SQL Notes

Notes and references on SQL. Taken from various places on the internet.

Overview
Schemas
- Star Schema
- Snowflake Schema
Terminology
- Data Definiton Language (DDL)
- Data Manipulation Language (DML)
Indexes
Selecting
Filtering Data
Operators
- LIKE Operator
- IN operator
- ANY and ALL
NULL values
Ordering
Data Definiton Language (DDL) Commands
- Creating Tables
- Inserting Values
- Updating Values
Aggregate Functions
- MIN() and MAX() functions
- COUNT(), SUM(), and AVG() functions
JOINS
- ON WHERE vs ON AND in JOINS
Other Functions
- Union
- Intersect
- Except
- Group Concat
Grouping
- Having
Case Statements
Common Table Expresions (CTEs) / WITH Clauses
Derived Tables
Window Functions
- Frame Clauses
- Lag and Lead
- Ranking Functions
Built-In Functions
Date Functions
Other
References

Overview

SQL syntax is different, but ANSI SQL is standard.
Not case sensitive.
Semi-optional: Use a semi-colon at the end of each statement.

Schemas

Star Schema

Not normalized.
Good for simple relationships.

Snowflake Schema

Normalized, no redundant information.
Fact tables contains business facts, and have foreign keys which refer to candidate keys in the dimension tables.
Dimension tables contain descriptive fields that are typically textual fields.

Terminology

Data Definiton Language (DDL)

DDL is used for creating and modifying database objects such as tables, indexes, and users.

Includes statements like:

CREATE, ALTER, DROP, TRUNCATE, COMMENT, RENAME

Data Manipulation Language (DML)

DML is used for adding (inserting), deleting, and modifying (updating) data in a database.

Includes statements like:

SELECT, INSERT, UPDATE, DELETE, MERGE, CALL, EXPLAIN PLAN, LOCK TABLE

Indexes

Indexes are used to find rows with specific column values quickly. Without an index, MySQL must begin with the first row and then read through the entire table to find the relevant rows. Usually implemented with b-trees.

Selecting

A select statement that selects the columns "col1" and "col2" from the table "table_name".

SELECT col1, col2
FROM table_name;

The statement below will only return distinct values from the "col1" columns. Alternatively, one could use a GROUP BY clause (recommend to use DISTINCT).

SELECT DISTINCT col1 
FROM table_name;

If multiple columns are used, the query uses a combination of all values. NULL counts as one distinct value only.

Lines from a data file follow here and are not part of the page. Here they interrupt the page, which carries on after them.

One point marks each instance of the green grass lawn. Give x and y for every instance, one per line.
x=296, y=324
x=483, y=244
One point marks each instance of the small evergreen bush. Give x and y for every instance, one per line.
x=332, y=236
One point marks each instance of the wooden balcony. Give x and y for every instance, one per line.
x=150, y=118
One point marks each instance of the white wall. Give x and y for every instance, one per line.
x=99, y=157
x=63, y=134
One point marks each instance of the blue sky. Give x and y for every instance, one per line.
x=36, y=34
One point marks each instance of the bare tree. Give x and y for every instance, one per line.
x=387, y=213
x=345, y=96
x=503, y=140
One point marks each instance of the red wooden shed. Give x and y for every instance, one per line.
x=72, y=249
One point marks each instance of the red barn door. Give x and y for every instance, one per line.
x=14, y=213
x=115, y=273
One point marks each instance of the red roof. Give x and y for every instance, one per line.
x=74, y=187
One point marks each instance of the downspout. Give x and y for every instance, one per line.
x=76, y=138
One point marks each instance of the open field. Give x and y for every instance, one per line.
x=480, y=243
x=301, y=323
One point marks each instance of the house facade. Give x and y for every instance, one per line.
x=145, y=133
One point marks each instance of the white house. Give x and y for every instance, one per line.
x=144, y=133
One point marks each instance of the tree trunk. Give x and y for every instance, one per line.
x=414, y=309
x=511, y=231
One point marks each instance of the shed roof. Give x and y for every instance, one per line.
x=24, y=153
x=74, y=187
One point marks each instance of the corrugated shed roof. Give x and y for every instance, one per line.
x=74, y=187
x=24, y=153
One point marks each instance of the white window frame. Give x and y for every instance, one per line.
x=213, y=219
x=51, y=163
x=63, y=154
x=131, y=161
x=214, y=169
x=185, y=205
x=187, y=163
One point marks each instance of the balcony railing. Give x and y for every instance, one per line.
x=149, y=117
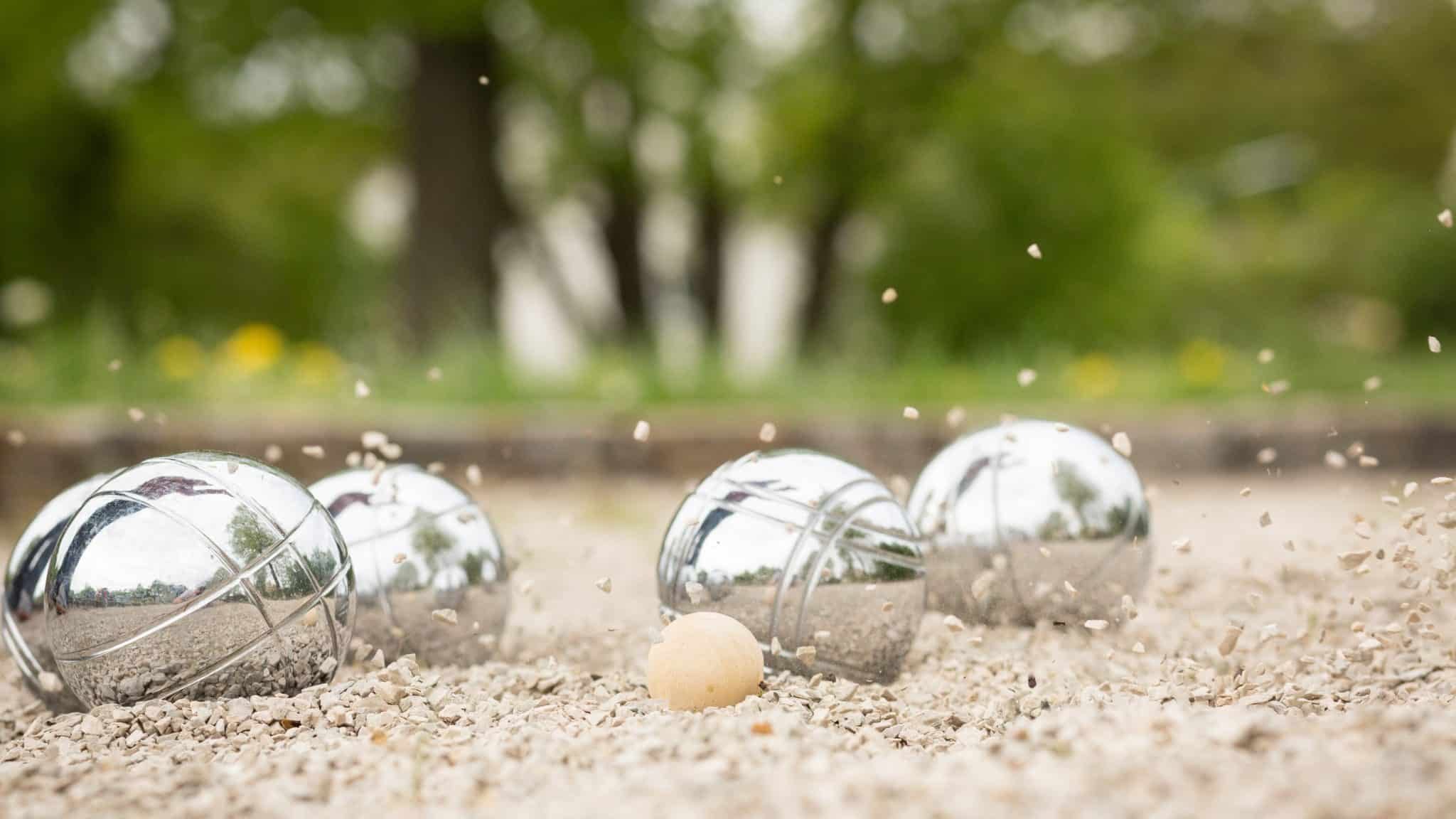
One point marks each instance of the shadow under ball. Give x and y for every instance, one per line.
x=204, y=576
x=1033, y=520
x=22, y=620
x=419, y=544
x=805, y=550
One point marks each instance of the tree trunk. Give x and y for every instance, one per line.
x=822, y=266
x=622, y=230
x=712, y=223
x=449, y=276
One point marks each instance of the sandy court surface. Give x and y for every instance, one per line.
x=1256, y=681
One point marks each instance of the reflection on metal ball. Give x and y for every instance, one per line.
x=813, y=554
x=203, y=576
x=419, y=545
x=22, y=620
x=1033, y=520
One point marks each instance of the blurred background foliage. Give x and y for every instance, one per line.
x=665, y=200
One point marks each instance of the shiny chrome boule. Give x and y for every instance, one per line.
x=1033, y=520
x=813, y=554
x=203, y=576
x=419, y=545
x=22, y=620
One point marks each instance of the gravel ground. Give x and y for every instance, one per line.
x=1256, y=681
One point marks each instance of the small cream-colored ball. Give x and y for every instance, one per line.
x=704, y=660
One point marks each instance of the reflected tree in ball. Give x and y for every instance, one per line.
x=1033, y=520
x=813, y=554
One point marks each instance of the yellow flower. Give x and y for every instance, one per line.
x=252, y=348
x=1201, y=362
x=316, y=365
x=179, y=358
x=1093, y=376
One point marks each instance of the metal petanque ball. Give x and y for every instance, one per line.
x=419, y=545
x=1033, y=520
x=198, y=576
x=22, y=620
x=813, y=554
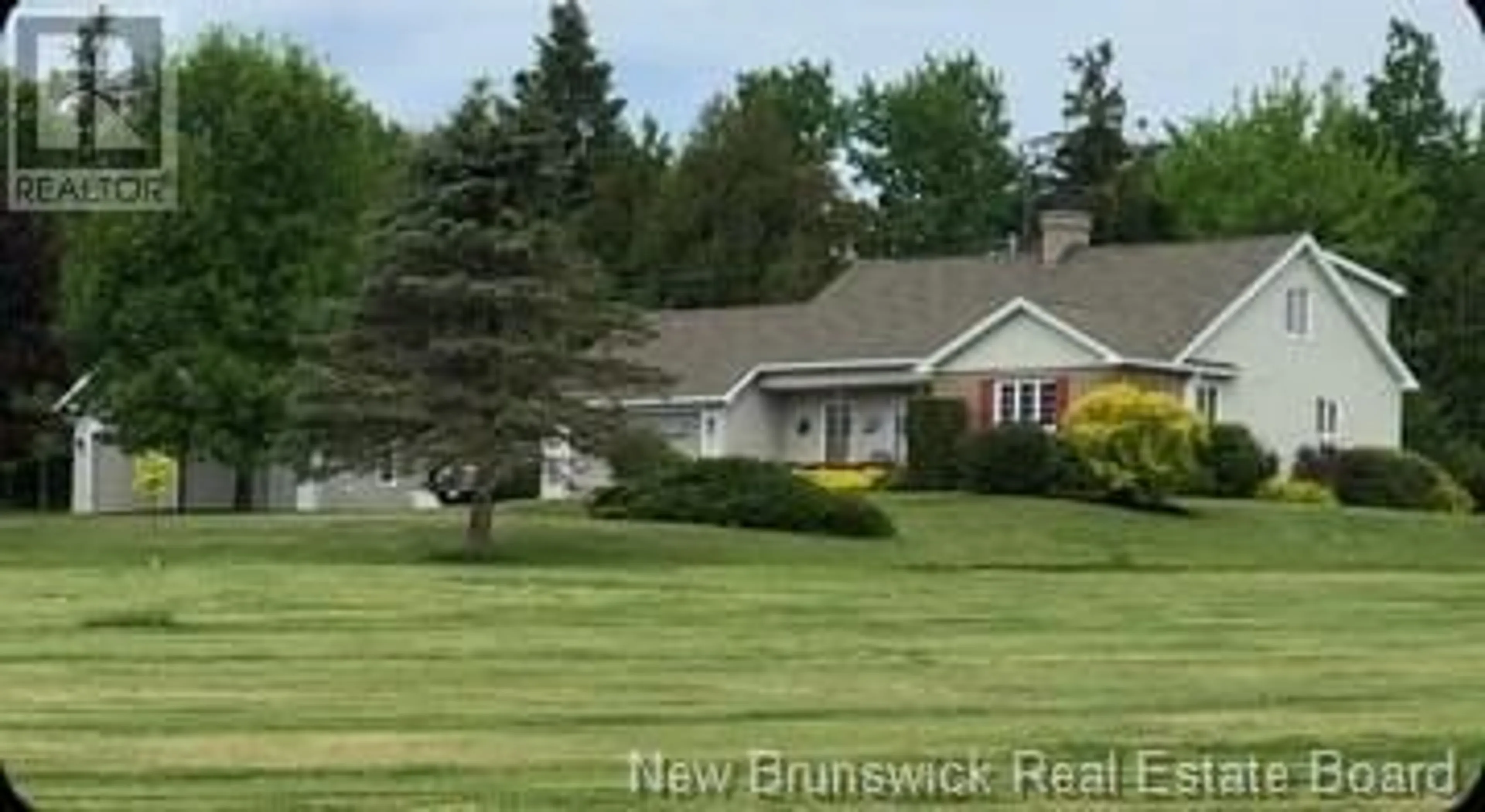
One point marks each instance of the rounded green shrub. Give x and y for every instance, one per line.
x=935, y=428
x=635, y=453
x=1233, y=464
x=1140, y=444
x=1013, y=459
x=742, y=494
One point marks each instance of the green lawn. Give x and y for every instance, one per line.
x=332, y=664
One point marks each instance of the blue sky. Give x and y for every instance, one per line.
x=1177, y=57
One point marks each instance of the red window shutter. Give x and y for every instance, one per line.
x=1064, y=397
x=987, y=404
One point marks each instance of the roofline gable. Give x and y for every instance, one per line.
x=1015, y=308
x=1312, y=247
x=1364, y=274
x=73, y=394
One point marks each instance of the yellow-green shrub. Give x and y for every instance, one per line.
x=154, y=477
x=847, y=480
x=1141, y=446
x=1297, y=492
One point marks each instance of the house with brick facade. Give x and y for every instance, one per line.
x=1276, y=332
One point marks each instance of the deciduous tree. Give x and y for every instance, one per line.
x=933, y=150
x=1288, y=161
x=191, y=318
x=752, y=213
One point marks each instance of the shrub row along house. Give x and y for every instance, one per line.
x=1276, y=333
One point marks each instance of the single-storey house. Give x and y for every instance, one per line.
x=103, y=480
x=1276, y=332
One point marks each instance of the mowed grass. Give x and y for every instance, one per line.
x=335, y=664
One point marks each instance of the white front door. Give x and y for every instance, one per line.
x=838, y=427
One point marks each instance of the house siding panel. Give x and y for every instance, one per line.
x=1021, y=344
x=1077, y=383
x=1284, y=376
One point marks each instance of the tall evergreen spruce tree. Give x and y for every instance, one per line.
x=480, y=332
x=571, y=90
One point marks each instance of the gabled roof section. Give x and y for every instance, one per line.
x=1307, y=247
x=1135, y=302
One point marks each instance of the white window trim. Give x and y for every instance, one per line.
x=1208, y=401
x=1328, y=418
x=1306, y=314
x=825, y=428
x=1019, y=383
x=387, y=470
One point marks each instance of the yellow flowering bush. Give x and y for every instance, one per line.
x=1141, y=446
x=847, y=480
x=1297, y=492
x=154, y=477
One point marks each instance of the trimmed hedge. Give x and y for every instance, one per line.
x=1297, y=492
x=1384, y=478
x=1233, y=464
x=742, y=494
x=936, y=427
x=1010, y=459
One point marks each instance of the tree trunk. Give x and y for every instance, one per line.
x=242, y=487
x=480, y=535
x=183, y=485
x=44, y=498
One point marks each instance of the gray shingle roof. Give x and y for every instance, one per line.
x=1145, y=302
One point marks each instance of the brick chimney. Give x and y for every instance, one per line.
x=1064, y=232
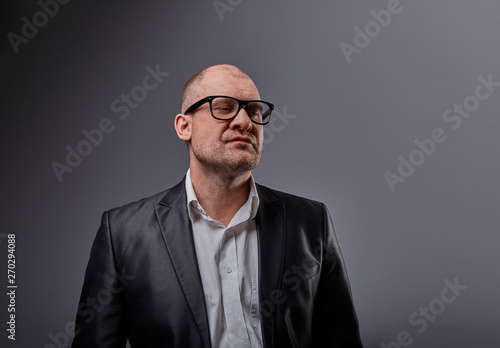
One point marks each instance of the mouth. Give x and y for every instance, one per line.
x=242, y=140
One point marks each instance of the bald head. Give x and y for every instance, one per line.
x=191, y=91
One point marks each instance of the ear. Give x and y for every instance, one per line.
x=183, y=127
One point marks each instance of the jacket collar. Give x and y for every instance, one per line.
x=171, y=211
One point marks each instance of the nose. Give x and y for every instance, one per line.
x=242, y=120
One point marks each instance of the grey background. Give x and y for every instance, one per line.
x=352, y=121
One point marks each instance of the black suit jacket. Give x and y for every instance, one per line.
x=142, y=281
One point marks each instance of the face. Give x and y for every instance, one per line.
x=231, y=146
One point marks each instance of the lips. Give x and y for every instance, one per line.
x=243, y=139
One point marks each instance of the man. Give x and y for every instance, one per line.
x=218, y=260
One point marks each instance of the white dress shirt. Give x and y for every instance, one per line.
x=228, y=263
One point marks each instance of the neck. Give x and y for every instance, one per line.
x=221, y=196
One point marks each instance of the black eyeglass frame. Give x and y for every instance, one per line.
x=241, y=103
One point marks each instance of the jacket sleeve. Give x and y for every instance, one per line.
x=335, y=322
x=100, y=320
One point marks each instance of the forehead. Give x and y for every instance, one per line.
x=229, y=83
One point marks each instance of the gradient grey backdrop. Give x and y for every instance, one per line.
x=352, y=121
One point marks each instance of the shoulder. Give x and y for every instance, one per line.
x=146, y=206
x=291, y=202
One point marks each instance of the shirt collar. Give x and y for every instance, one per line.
x=251, y=206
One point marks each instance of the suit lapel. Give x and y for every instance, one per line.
x=271, y=231
x=175, y=225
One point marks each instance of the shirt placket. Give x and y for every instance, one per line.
x=233, y=311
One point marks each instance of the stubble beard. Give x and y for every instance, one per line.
x=228, y=162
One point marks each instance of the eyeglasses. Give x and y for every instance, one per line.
x=226, y=108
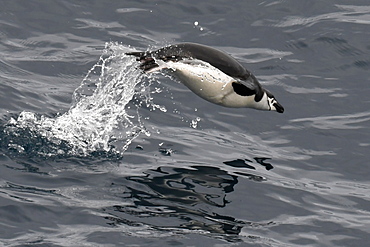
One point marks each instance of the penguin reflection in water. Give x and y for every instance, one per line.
x=211, y=74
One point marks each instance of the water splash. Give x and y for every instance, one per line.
x=104, y=117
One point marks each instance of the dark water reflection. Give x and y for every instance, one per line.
x=179, y=198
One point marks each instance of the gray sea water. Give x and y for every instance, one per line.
x=94, y=153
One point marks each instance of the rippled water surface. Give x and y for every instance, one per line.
x=95, y=153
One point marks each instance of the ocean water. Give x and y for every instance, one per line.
x=95, y=153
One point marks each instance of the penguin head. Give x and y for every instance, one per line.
x=268, y=102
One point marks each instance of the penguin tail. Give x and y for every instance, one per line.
x=147, y=63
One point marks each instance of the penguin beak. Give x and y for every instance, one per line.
x=279, y=108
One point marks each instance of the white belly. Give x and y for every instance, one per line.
x=208, y=82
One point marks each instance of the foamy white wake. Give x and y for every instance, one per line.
x=103, y=118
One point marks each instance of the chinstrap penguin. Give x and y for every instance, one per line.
x=211, y=74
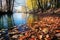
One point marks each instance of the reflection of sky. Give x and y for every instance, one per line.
x=18, y=20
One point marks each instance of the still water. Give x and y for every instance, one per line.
x=16, y=19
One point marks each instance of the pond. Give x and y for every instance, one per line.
x=16, y=19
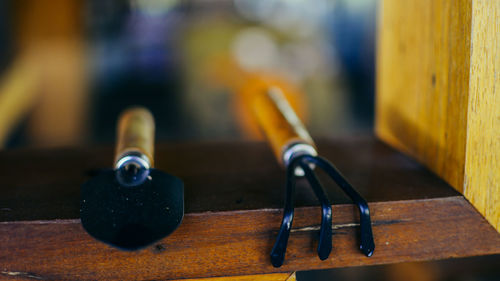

SELECT DISTINCT col1, col2, col3
FROM table_name;

You can also get a count of the distinct values:

SELECT COUNT(DISTINCT col1) 
FROM table_name;

In most databases, you can do:

SELECT TOP [number|percent] column_name(s)
FROM table_name
WHERE condition;

Example:

SELECT col1, col2
FROM table_name
WHERE (col2 + col1) = 4
LIMIT 3;

Filtering Data

The WHERE clause:

Is used to filter records.
Operators that can be used in WHERE clause: <>, BETWEEN, LIKE.
Can also do WHERE NOT .

SELECT col1
FROM table_name
WHERE col1 <> 'some_value';

SELECT col1_date
FROM table_name
WHERE col1_date BETWEEN '2020-12-01' AND '2020-12-03';

SELECT col2
FROM table_name
WHERE col2 NOT IN (1, 3, 4);

Operators

Operators include:

AND, OR, NOT
LIKE, ALL, ANY, ILIKE
>, >=, <, <=, =

Note: the equality operator is one single equal sign.

LIKE operator

%: The percent sign represents zero, one, or multiple characters.
_: The underscore represents a single character.

-- First name must start with A
SELECT first_name
FROM employees
WHERE first_name LIKE 'A%'

-- First name must start with A and be 2 or more characters in length
SELECT first_name
FROM employees
WHERE first_name LIKE 'A_%'

The ILIKE operator is case insenstive.

IN operator

SELECT column_name(s)
FROM table_name
WHERE column_name IN (value1, value2, ...);

ANY and ALL

NULL values

When checking for NULL values, you must use the IS keyword, not =.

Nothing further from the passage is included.